Tercatat pula dalam sejarah bahwa ketua Hoofdbestuur Jemaat Ahmadiyah pada masa orde lama adalah R. Muohammad Moehyidin. Beliau menjabat sebagai pegawai tinggi kementerian dalam negeri dan juga pejuang yang aktif turut serta mempertahankan kedaulatan RI di Jakarta. Pada th. 1946 beliau diangkat sebagai sekretaris panitia perayaan kemerdekaan RI yang pertama. Rencananya, beliau akan memegang bendera merah putih di barisan depan. Akan tetapi delapan hari sebelum perayaan proklamasi dilaksanakan, beliau diculik Belanda dan tidak ketahuan rimbanya hingga kini.
KH. Abdurrahman Wahid (Gus Dur ) juga menyatakan ada saudaranya yang ikut Jemaat Ahmadiyah, yang ikut serta dalam perjuangan kmerdekaan RI. Saya lupa nama saudara Gus Dur tersebut. Para pembaca bisa cari mengenai data ini di internet, khusunya situs yang terkait dengan Gus Dur.
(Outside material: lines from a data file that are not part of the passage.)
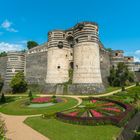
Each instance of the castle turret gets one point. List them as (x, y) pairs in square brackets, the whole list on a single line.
[(57, 58), (86, 56), (15, 64)]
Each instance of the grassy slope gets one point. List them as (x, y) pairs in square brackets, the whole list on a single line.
[(57, 130), (18, 107)]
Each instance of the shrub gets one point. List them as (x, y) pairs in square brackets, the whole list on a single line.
[(18, 83)]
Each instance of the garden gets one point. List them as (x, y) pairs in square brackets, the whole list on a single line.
[(95, 111), (39, 105)]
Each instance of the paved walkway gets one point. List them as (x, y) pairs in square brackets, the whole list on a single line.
[(17, 130)]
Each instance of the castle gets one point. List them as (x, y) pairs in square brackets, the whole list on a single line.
[(75, 58)]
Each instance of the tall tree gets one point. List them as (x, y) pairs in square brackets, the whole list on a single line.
[(31, 44)]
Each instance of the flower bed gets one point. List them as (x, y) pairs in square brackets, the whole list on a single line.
[(103, 111), (47, 100), (41, 100)]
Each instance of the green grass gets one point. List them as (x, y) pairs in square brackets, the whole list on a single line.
[(18, 107), (57, 130)]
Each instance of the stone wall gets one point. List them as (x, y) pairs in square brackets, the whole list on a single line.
[(105, 66), (36, 68), (3, 65)]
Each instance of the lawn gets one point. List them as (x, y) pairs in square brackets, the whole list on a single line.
[(128, 96), (57, 130), (18, 107)]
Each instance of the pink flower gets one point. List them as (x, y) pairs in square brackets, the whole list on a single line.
[(112, 109), (96, 114), (41, 100), (93, 101), (109, 104), (73, 114)]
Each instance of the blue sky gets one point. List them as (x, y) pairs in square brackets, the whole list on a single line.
[(23, 20)]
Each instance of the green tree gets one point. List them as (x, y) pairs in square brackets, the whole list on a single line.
[(18, 83), (1, 83), (31, 44)]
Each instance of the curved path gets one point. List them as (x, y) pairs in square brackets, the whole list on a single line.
[(17, 130)]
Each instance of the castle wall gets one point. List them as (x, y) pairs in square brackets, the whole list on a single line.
[(58, 58), (3, 65), (87, 65), (58, 65), (36, 65), (105, 64)]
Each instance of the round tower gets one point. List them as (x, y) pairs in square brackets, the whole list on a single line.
[(86, 55), (57, 58)]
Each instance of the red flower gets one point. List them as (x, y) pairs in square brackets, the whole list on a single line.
[(112, 109), (96, 114), (41, 100), (73, 114)]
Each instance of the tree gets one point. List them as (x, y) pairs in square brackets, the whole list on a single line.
[(31, 44), (18, 83)]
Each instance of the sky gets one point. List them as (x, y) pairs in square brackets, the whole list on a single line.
[(24, 20)]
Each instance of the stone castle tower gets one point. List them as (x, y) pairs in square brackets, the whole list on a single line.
[(78, 46)]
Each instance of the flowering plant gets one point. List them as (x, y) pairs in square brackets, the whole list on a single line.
[(41, 100)]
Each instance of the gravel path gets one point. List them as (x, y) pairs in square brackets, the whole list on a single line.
[(17, 130)]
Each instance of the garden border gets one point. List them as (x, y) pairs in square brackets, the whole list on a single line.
[(118, 120)]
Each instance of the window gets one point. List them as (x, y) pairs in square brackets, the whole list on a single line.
[(60, 44)]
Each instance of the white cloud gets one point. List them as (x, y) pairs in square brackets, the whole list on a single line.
[(137, 52), (4, 46), (1, 33), (136, 59), (7, 25)]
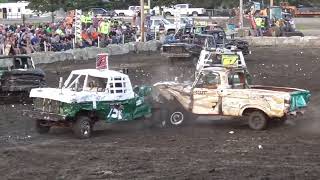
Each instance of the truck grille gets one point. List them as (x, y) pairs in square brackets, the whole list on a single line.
[(47, 105), (174, 49)]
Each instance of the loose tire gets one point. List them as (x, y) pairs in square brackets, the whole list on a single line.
[(40, 128), (179, 117), (194, 14), (257, 120), (167, 14), (82, 128)]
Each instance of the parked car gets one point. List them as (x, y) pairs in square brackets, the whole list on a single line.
[(184, 9), (131, 11), (189, 48), (87, 96), (18, 75), (156, 21), (100, 12)]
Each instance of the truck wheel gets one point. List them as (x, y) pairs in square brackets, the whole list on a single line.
[(167, 14), (82, 128), (41, 128), (194, 13), (257, 120)]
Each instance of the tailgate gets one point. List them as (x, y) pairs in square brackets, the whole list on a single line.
[(299, 99)]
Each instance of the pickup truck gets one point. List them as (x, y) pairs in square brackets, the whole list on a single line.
[(184, 9), (221, 91), (18, 75), (131, 11), (87, 96)]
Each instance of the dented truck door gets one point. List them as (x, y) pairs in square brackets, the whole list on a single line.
[(205, 97)]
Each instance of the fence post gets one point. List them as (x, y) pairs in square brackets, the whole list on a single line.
[(73, 43), (45, 46), (98, 41)]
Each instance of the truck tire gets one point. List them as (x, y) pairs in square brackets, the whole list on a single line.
[(257, 120), (82, 127), (194, 14), (167, 14), (40, 128), (179, 117)]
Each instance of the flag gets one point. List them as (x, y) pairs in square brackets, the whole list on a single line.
[(102, 61)]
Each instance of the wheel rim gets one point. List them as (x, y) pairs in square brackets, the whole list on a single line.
[(176, 118), (85, 128), (256, 122)]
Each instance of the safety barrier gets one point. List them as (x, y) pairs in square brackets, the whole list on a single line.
[(307, 41), (91, 52)]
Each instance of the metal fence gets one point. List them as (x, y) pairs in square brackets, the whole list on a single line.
[(219, 12)]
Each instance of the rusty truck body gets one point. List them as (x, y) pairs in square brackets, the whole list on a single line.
[(220, 91)]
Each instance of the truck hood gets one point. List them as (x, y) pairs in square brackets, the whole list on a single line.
[(70, 96)]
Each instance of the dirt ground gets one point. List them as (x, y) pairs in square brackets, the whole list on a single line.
[(205, 150)]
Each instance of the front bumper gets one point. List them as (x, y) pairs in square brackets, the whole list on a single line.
[(173, 55), (37, 114)]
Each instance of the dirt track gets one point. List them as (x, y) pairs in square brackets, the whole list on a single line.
[(205, 150)]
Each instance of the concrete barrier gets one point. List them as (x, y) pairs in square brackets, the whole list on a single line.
[(91, 52), (295, 41)]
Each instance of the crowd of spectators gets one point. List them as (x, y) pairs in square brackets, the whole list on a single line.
[(28, 38)]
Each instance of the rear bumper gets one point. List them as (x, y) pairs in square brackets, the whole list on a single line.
[(173, 55), (296, 113), (37, 114)]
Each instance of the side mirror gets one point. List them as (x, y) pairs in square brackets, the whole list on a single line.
[(142, 91), (60, 82)]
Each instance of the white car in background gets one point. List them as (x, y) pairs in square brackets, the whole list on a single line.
[(131, 11), (184, 9), (157, 20)]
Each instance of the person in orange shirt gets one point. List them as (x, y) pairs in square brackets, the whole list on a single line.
[(86, 39), (94, 36)]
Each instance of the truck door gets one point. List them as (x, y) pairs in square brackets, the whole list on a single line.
[(205, 97), (234, 97)]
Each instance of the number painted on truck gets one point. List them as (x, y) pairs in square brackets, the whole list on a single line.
[(200, 92)]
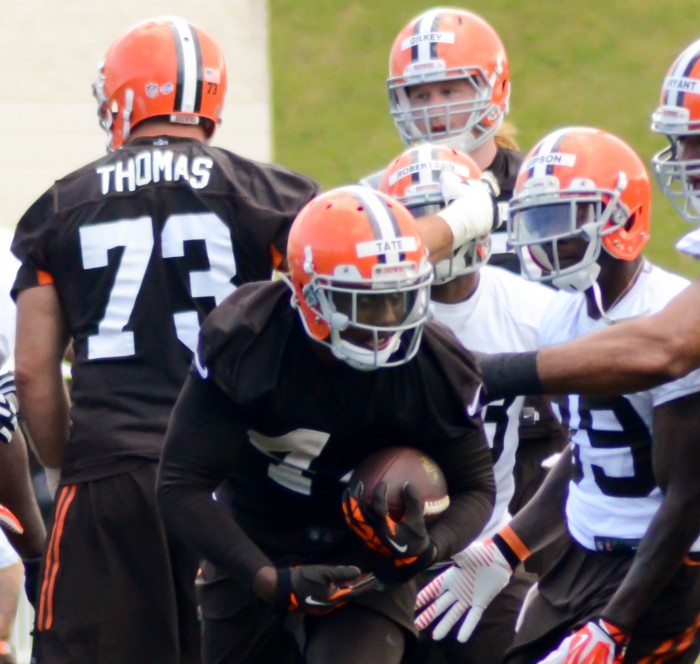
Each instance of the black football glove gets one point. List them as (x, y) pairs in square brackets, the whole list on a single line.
[(405, 543), (319, 589)]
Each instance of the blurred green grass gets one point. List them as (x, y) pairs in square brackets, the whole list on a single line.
[(596, 63)]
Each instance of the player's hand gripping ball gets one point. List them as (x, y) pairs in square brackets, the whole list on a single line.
[(396, 466), (390, 497)]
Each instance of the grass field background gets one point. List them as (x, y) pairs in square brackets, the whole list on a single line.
[(598, 63)]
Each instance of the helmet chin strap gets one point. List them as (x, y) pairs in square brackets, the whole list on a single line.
[(578, 281)]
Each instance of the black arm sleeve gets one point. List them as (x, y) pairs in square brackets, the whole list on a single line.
[(203, 441), (469, 473), (509, 374)]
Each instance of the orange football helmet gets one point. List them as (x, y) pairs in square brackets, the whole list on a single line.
[(579, 183), (352, 252), (413, 178), (444, 44), (677, 117), (163, 67)]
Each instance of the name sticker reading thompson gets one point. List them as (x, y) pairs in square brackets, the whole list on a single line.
[(385, 246), (552, 159)]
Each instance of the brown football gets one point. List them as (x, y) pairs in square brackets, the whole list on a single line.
[(396, 466)]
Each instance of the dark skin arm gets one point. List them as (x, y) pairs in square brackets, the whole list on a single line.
[(676, 524), (630, 356), (42, 340), (543, 519), (17, 494)]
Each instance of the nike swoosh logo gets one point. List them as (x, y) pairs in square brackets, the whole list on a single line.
[(203, 371), (475, 404), (401, 548), (310, 600)]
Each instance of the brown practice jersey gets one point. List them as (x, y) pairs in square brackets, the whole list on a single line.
[(140, 246), (285, 426)]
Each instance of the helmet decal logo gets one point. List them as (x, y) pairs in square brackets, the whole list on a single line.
[(212, 75), (428, 38), (384, 245)]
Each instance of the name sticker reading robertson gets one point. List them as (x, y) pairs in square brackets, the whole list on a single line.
[(384, 246)]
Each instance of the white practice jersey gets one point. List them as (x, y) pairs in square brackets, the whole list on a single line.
[(613, 494), (503, 315)]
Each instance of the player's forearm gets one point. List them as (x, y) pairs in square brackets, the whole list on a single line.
[(666, 542), (437, 237), (469, 475), (42, 339), (44, 413), (543, 519)]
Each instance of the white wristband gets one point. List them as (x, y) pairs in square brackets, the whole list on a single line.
[(470, 214)]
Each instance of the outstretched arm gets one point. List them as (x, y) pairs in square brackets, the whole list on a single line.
[(676, 525), (630, 356)]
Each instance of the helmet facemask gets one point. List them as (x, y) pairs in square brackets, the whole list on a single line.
[(352, 307), (679, 179), (562, 231), (465, 124)]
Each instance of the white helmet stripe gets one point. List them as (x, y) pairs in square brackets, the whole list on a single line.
[(425, 49), (685, 62), (189, 65), (381, 217)]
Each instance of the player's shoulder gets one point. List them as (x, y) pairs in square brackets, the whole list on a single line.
[(441, 347), (662, 284), (523, 297), (276, 183), (244, 339), (245, 312)]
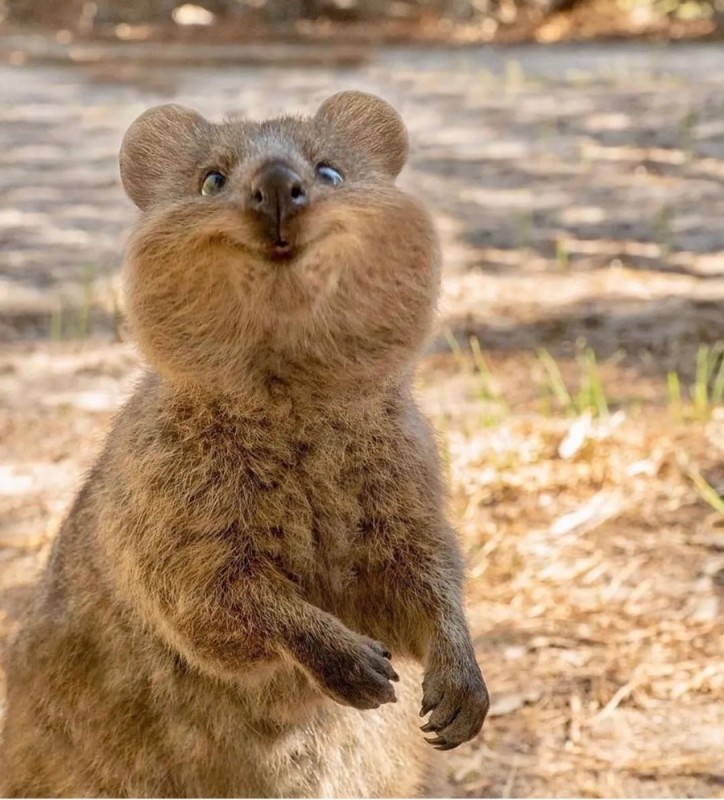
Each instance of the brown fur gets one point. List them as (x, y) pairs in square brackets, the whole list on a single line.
[(268, 506)]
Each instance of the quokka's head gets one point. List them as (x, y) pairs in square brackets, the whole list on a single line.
[(279, 248)]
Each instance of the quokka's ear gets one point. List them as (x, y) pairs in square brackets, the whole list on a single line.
[(160, 150), (369, 123)]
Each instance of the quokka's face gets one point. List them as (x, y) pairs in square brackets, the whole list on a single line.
[(281, 245)]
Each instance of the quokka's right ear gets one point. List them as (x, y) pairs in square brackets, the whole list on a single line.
[(160, 150)]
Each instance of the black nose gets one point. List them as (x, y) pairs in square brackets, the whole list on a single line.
[(277, 192)]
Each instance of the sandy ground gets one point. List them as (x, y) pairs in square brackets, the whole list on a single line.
[(578, 191)]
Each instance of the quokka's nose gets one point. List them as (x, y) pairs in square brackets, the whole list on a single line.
[(277, 192)]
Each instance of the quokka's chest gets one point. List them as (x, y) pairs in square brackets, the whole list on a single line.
[(304, 501)]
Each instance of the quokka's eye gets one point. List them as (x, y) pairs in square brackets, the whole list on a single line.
[(329, 174), (213, 183)]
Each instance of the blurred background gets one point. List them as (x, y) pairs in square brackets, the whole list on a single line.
[(572, 152)]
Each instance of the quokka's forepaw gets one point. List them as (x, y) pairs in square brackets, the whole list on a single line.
[(359, 674), (459, 702)]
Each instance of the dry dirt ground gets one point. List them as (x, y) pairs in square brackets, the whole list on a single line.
[(579, 193)]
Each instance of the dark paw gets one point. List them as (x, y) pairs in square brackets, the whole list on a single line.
[(359, 674), (459, 702)]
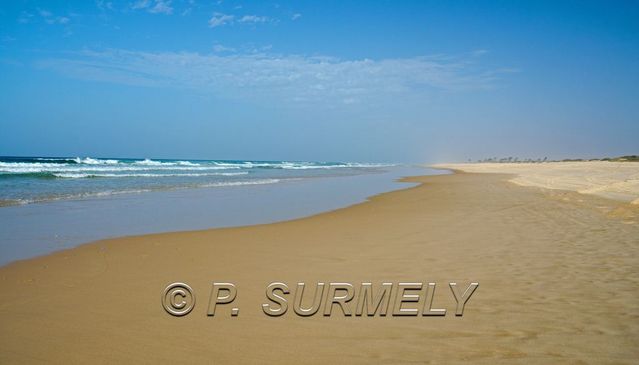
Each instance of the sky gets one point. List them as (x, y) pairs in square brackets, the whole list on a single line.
[(375, 81)]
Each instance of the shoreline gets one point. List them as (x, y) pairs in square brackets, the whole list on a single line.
[(37, 229), (557, 274)]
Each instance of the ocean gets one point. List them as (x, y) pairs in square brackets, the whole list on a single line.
[(51, 204), (25, 180)]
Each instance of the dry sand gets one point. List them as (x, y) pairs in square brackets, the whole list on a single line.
[(558, 274), (613, 180)]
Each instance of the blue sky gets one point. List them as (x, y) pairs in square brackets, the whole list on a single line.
[(326, 80)]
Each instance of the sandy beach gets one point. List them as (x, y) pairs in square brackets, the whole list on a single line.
[(558, 273), (613, 180)]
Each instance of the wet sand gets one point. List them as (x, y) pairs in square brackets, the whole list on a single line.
[(558, 274)]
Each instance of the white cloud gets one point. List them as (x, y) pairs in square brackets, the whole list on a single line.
[(104, 5), (220, 48), (140, 4), (253, 19), (154, 7), (162, 6), (47, 16), (280, 78), (220, 19)]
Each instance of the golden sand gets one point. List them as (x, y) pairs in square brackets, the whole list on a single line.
[(613, 180), (558, 274)]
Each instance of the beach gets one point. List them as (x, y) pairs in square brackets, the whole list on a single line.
[(558, 273)]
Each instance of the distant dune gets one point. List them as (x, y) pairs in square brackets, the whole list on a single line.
[(613, 180)]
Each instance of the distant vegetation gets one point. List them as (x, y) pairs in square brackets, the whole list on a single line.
[(630, 158)]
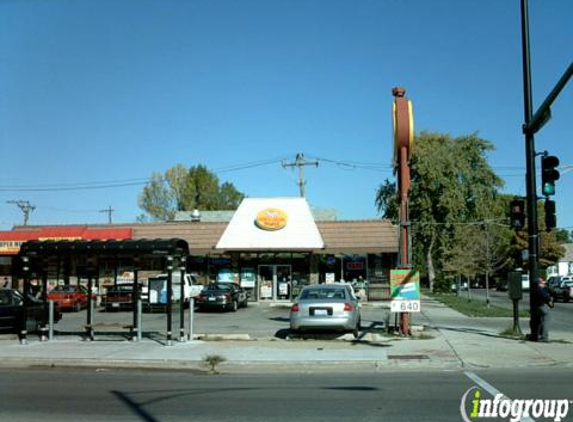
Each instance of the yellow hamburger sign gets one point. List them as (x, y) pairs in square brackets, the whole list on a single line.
[(271, 219)]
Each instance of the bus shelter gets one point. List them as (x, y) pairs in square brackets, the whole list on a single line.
[(83, 258)]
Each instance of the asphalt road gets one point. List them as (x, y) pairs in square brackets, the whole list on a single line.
[(561, 314), (260, 321), (59, 394)]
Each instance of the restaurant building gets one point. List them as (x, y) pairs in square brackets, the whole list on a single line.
[(270, 246)]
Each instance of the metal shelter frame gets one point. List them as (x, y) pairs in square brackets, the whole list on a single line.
[(36, 256)]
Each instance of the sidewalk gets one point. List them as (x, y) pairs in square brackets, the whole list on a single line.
[(449, 341)]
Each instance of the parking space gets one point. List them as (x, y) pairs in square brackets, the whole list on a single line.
[(259, 321)]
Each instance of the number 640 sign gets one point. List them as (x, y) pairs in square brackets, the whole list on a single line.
[(405, 291)]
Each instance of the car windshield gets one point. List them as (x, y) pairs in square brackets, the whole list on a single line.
[(120, 289), (323, 294), (64, 289), (218, 286), (5, 297)]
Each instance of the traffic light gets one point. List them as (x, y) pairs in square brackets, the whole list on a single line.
[(517, 214), (549, 174), (550, 217)]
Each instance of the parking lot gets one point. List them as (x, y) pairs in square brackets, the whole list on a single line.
[(259, 321)]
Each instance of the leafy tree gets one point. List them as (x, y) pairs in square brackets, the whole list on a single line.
[(452, 183), (182, 189), (550, 250)]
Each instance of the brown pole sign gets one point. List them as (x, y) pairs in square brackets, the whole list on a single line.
[(403, 141)]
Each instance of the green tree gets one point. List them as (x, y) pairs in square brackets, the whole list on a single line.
[(551, 249), (182, 189), (387, 201), (452, 183)]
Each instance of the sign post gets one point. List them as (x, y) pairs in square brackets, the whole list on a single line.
[(405, 291)]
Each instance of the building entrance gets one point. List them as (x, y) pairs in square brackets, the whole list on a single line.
[(275, 282)]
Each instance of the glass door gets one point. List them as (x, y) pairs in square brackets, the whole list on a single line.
[(265, 279), (283, 286), (275, 282)]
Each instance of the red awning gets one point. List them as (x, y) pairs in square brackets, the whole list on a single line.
[(10, 241)]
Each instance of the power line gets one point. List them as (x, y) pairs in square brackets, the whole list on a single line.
[(26, 208), (300, 162), (109, 211)]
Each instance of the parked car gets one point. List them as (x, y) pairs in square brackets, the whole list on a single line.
[(119, 297), (224, 296), (553, 282), (70, 297), (329, 307), (11, 311), (562, 291)]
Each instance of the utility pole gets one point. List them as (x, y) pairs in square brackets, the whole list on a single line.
[(108, 210), (300, 162), (533, 123), (26, 208)]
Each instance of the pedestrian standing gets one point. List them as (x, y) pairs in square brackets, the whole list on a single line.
[(542, 301)]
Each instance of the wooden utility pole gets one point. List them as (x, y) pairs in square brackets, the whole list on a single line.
[(26, 208), (109, 211), (300, 162)]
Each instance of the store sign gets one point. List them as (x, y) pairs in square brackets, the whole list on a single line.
[(355, 266), (10, 247), (271, 219)]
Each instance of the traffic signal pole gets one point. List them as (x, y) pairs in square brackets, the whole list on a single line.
[(532, 230)]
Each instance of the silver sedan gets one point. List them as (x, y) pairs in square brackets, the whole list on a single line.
[(332, 307)]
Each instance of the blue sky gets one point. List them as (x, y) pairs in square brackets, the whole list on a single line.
[(104, 92)]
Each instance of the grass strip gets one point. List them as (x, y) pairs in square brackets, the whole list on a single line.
[(473, 307)]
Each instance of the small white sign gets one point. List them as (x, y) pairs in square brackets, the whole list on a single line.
[(398, 305)]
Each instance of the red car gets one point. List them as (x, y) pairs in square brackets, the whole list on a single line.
[(70, 297)]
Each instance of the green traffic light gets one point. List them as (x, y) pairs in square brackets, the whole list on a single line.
[(548, 189)]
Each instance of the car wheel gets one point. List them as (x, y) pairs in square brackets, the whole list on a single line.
[(356, 332)]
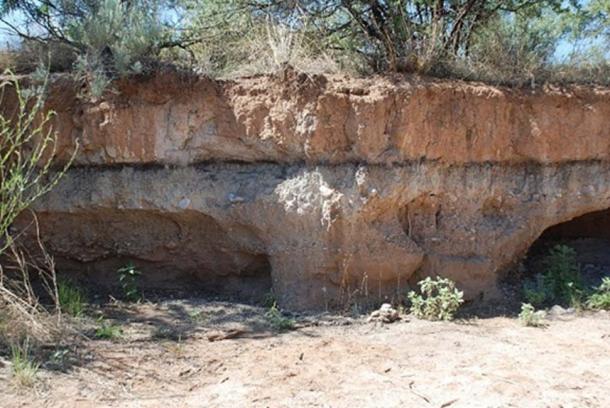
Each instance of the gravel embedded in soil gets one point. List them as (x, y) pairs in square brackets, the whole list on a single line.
[(166, 358)]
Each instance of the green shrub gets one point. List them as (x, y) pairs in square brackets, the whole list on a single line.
[(71, 299), (560, 282), (278, 321), (535, 291), (128, 280), (529, 317), (24, 369), (439, 299), (562, 274), (108, 331), (600, 299)]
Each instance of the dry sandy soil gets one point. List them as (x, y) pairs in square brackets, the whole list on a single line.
[(166, 359)]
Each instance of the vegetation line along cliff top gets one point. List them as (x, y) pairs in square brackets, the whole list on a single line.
[(271, 203)]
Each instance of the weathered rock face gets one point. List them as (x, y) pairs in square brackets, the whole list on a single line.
[(322, 189)]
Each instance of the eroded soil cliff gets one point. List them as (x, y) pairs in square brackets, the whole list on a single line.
[(321, 189)]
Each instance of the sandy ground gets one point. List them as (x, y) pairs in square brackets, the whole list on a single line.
[(165, 359)]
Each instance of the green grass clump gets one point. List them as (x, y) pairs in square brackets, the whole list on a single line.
[(529, 317), (108, 331), (24, 369), (129, 278), (560, 282), (439, 299), (278, 321), (71, 299), (600, 298)]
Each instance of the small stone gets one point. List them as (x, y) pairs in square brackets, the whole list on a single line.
[(386, 314)]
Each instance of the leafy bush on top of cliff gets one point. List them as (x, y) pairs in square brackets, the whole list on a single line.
[(439, 299), (501, 41)]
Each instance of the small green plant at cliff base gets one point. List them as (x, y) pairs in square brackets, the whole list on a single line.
[(71, 299), (108, 331), (24, 369), (535, 291), (529, 317), (562, 275), (277, 320), (600, 299), (561, 281), (128, 279), (439, 299)]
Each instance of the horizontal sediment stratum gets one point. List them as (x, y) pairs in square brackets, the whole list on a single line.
[(320, 188)]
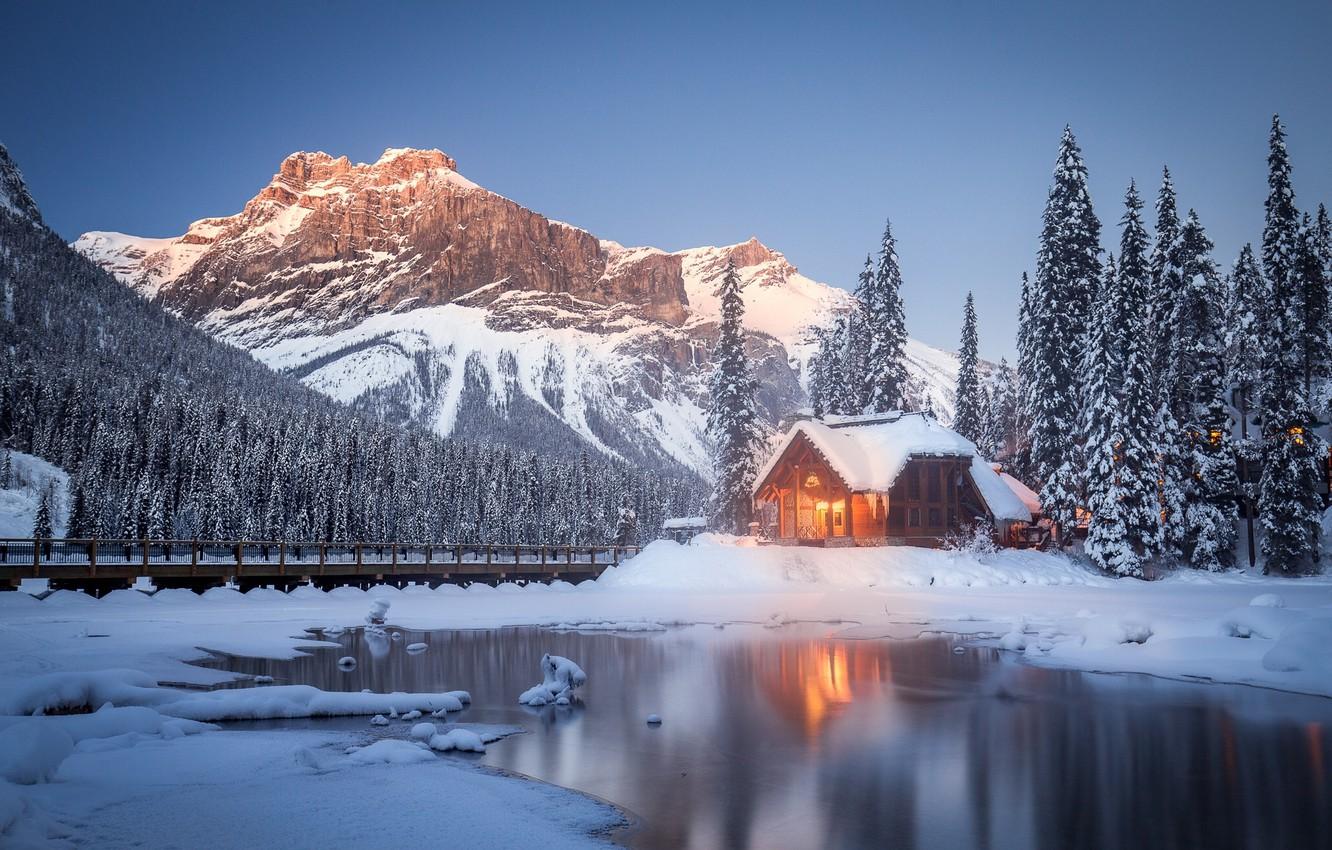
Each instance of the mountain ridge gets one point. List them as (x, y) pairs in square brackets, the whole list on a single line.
[(404, 287)]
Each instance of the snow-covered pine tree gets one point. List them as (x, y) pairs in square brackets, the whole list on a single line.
[(1162, 296), (626, 522), (1244, 311), (1196, 383), (1315, 311), (41, 521), (1136, 464), (1100, 428), (999, 429), (1067, 272), (1174, 460), (819, 371), (1288, 500), (886, 331), (733, 424), (967, 417)]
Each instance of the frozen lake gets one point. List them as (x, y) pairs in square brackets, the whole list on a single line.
[(793, 738)]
Mungkin karena jasa Ahmadiyah dalam perjuangan kemerdekaan RI inilah founding father bangsa ini, Ir. Soejkarnom bersikap simpatik terhadap Jemaat Ahmadiyah. Rasa simpati presiden pertama RI ini dibadikan dalam bukunya ‘Di Bawah Bendera Revolusi’ itu juga (jilid I). Di halaman 389 Soekarno menulis: “Ya,……. Ahmadiyah tentu ada cacadnya, – dulu pernah saya terangkan di dalam suratkabar ‘Pemandangan’ apa sebabnya saya tidak mau masuk Ahmadiyah – tetapi satu hal adalah nyata sebagai batukarang yang menembus air laut: Ahmadiyah adalah salah satu faktor penting di dalam pembaharuan pengertian Islam di India, dan satu faktor penting pula di dalam propaganda Islam di benua Eropa khususnya, di kalangan kaum intelektuil seluruh dunia umumnya. Buat jasa ini – cacad saya tidak bicarakan di sini – ia pantas menerima salut penghormatan dan pantas menerima terima kasih. Salut penghormatan dan terima kasih itu, marilah kita ucapkan kepadanya di sini dengan cara yang tulus dan ikhlas”
***
Dari data dan fakta di atas, kita bisa menilai seberapa besar nasionalisme Ahmadiyah. Dan saya kira pembaca yang cerdas akan segera membandingkannya dengan nasionalisme kelompok-kelompok Islam radikal yang getol menyuarakan pemberangusan terhadap Jemaat Ahmadiyah belakangan ini. Bukankah kelompok-kelompok ini jugalah yang menginginkan penerapan formalisasi syariah, menginginkan dasar Negara RI yang Pancasila dan beragam ini diganti dengan ‘negara Islam’ menurut versi mereka sndiri?. Dari sini jelas terlihat, siapa yang ikut mnyumbangkan jasanya bagi nasionalisme dan kebangkitan bangsa ini, dan siapa pula yang hendak membangkrutkannya?
Penulis adalah alumnus Pesantren Assalafie Babakan Ciwaringin, yang sekarang berkhidmah menjadi ketua PC Lakpesdam NU Cirebon, dan bekerja untuk kemanusiaan di Fahmina Institute.